Sestili, Carson D., Snavely, William S., VanHoudnos, Nathan M.

arXiv.org Machine Learning 

Abstract--In this study, we investigate the limits of the current state of the art AI system for detecting buffer overflows and compare it with current static analysis tools. To do so, we developed a code generator, sbAbI, capable of producing an arbitrarily large number of code samples of controlled complexity. We found that the static analysis engines we examined have good precision, but poor recall on this dataset, except for a sound static analyzer that has good precision and recall. We found that the state of the art AI system, a memory network modeled after Choi et al. [1], can achieve similar performance to the static analysis engines, but requires an exhaustive amount of training data in order to do so. Our work points towards future approaches that may solve these problems; namely, using representations of code that can capture appropriate scope information and using deep learning methods that are able to perform arithmetic operations. Predicting security defects in source code is of significant national security interest. It is ideal to detect security defects during development, before the code is ever run to expose those defects.
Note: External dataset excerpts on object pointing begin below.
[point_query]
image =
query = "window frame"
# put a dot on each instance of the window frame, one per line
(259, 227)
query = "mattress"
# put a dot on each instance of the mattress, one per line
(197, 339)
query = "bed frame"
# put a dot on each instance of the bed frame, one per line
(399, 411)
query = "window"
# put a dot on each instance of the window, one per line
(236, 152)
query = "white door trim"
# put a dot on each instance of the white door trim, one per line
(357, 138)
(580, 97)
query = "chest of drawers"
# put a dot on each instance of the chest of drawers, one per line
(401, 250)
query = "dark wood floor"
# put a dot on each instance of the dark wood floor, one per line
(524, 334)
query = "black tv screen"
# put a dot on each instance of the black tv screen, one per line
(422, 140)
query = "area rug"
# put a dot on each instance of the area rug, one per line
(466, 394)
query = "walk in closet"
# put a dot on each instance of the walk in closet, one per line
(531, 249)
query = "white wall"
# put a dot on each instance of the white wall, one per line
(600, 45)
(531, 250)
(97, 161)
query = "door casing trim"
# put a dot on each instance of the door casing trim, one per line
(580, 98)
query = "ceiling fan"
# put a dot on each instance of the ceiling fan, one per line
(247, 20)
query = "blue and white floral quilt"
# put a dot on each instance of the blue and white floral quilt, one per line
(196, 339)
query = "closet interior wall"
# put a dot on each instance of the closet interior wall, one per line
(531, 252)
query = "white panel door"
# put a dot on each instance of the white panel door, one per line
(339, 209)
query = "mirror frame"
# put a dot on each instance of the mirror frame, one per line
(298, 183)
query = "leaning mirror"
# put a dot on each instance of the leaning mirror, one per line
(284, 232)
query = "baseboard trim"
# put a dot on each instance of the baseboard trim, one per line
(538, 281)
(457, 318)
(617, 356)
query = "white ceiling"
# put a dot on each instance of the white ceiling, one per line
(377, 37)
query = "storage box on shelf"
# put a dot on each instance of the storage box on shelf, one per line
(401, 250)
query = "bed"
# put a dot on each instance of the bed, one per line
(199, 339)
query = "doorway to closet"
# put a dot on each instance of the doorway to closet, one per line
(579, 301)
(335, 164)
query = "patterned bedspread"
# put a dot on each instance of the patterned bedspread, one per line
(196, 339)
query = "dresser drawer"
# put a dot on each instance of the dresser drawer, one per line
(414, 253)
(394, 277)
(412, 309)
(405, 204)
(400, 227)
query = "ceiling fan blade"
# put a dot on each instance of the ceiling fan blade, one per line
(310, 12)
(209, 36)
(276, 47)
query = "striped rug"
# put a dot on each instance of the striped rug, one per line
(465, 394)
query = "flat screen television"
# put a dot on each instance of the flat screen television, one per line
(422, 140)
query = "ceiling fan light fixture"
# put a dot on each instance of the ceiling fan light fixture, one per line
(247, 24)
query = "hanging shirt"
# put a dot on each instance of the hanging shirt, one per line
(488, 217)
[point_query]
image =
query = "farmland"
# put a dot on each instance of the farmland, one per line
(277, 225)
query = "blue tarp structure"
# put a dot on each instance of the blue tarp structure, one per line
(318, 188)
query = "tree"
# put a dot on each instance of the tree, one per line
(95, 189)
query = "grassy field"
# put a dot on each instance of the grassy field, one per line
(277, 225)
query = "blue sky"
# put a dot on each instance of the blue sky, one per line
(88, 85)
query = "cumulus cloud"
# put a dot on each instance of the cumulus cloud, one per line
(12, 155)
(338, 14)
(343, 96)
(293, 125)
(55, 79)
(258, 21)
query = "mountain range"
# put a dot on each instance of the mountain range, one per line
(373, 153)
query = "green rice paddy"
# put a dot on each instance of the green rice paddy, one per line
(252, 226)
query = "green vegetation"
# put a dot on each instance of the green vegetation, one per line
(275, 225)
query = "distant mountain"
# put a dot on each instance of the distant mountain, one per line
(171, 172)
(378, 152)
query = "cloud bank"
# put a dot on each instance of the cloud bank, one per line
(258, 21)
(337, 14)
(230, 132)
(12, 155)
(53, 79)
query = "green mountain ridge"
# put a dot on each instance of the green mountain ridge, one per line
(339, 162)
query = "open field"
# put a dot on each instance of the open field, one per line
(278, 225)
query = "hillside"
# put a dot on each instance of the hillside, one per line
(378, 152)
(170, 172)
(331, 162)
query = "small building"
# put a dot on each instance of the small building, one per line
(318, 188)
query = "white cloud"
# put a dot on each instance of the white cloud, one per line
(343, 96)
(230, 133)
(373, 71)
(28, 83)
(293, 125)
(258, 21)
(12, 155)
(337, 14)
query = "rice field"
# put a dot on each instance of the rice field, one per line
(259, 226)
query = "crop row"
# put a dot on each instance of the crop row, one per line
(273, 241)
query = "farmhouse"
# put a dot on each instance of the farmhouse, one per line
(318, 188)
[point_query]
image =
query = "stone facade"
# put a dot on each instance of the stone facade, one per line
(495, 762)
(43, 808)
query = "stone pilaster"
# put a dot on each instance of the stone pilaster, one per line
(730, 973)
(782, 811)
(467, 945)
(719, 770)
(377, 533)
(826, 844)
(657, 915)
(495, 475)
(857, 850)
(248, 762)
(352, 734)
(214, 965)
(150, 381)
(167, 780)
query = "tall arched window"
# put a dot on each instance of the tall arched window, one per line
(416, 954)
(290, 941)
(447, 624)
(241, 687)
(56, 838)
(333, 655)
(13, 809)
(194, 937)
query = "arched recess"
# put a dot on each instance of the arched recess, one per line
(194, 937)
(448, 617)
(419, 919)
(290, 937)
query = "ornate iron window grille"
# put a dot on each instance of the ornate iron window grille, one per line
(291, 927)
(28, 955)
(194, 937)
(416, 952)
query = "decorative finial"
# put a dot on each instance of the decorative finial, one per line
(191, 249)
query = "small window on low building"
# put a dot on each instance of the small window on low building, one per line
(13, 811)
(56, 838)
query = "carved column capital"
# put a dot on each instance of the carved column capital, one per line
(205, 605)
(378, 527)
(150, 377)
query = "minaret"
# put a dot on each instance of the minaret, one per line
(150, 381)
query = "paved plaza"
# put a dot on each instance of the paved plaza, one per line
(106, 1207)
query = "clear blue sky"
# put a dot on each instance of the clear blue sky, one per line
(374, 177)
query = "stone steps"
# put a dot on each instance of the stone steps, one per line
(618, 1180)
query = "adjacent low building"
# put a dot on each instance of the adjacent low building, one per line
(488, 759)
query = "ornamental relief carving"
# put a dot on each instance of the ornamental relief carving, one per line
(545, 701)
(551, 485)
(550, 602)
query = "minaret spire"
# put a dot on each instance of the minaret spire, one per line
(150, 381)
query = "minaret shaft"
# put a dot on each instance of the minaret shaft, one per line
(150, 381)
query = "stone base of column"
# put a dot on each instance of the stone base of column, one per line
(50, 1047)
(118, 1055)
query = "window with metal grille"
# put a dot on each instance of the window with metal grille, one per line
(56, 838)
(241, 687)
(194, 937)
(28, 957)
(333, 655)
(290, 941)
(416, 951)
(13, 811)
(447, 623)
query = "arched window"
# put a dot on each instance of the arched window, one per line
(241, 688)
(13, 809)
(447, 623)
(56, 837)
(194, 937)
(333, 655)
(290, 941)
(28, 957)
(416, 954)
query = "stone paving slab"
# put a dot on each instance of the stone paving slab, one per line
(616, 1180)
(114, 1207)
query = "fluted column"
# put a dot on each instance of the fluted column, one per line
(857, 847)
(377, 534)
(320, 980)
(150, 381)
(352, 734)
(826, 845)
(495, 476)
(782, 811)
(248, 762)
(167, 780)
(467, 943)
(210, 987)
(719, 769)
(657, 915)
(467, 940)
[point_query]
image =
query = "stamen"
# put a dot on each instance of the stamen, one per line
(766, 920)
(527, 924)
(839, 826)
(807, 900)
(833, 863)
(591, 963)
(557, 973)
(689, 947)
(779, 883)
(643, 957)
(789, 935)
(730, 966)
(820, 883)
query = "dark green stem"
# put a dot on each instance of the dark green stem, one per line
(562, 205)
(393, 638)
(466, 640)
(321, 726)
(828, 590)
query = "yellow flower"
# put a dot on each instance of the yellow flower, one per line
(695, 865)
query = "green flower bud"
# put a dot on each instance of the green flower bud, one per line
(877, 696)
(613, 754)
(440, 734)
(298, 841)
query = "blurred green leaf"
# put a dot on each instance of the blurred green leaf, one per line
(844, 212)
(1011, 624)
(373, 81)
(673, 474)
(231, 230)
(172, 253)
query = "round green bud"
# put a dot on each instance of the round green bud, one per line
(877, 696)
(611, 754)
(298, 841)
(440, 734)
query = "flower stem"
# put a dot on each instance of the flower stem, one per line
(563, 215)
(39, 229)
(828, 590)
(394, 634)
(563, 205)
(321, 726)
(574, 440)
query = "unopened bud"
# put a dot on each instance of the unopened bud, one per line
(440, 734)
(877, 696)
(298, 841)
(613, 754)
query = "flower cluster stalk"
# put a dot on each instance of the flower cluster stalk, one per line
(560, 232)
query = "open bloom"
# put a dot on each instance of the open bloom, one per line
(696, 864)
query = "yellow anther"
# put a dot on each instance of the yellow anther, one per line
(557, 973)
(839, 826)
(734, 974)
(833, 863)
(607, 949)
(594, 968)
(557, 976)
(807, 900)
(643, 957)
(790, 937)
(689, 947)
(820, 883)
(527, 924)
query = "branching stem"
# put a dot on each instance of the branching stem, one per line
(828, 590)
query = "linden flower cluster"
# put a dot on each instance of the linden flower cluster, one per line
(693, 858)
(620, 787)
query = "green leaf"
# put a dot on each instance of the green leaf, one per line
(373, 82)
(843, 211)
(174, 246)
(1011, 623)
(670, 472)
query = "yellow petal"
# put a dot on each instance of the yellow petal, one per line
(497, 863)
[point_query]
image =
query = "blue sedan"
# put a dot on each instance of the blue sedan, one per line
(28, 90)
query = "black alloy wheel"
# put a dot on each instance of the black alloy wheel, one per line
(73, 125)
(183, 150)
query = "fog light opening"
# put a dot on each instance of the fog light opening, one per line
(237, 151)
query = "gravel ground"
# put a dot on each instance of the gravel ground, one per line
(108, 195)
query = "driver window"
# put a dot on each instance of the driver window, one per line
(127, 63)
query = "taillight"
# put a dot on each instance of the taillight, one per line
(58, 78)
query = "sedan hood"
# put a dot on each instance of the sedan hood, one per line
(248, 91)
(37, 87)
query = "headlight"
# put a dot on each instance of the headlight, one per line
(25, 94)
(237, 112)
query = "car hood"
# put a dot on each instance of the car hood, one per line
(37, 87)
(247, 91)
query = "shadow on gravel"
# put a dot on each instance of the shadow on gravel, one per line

The current best methods to find security defects before running code are static analysis tools, a variety of which exist and model software in different ways that are all useful for different kinds of flaws. Developers of static analyzers carefully equip them with rules about program behavior, which are used to reason about the safety of the program if it were to run. However, static analyzers are known to be insufficient at finding flaws. The Juliet Test Suite [2]-[4] is a collection of synthetic code containing intentional security defects across hundreds of vulnerabilities in the Common Weakness Enumeration standard, labeled at the line-of-code level. Even state-ofthe art static analyzers perform poorly at finding the defects in Juliet, issuing too many false positives and also too many false negatives [5]-[8].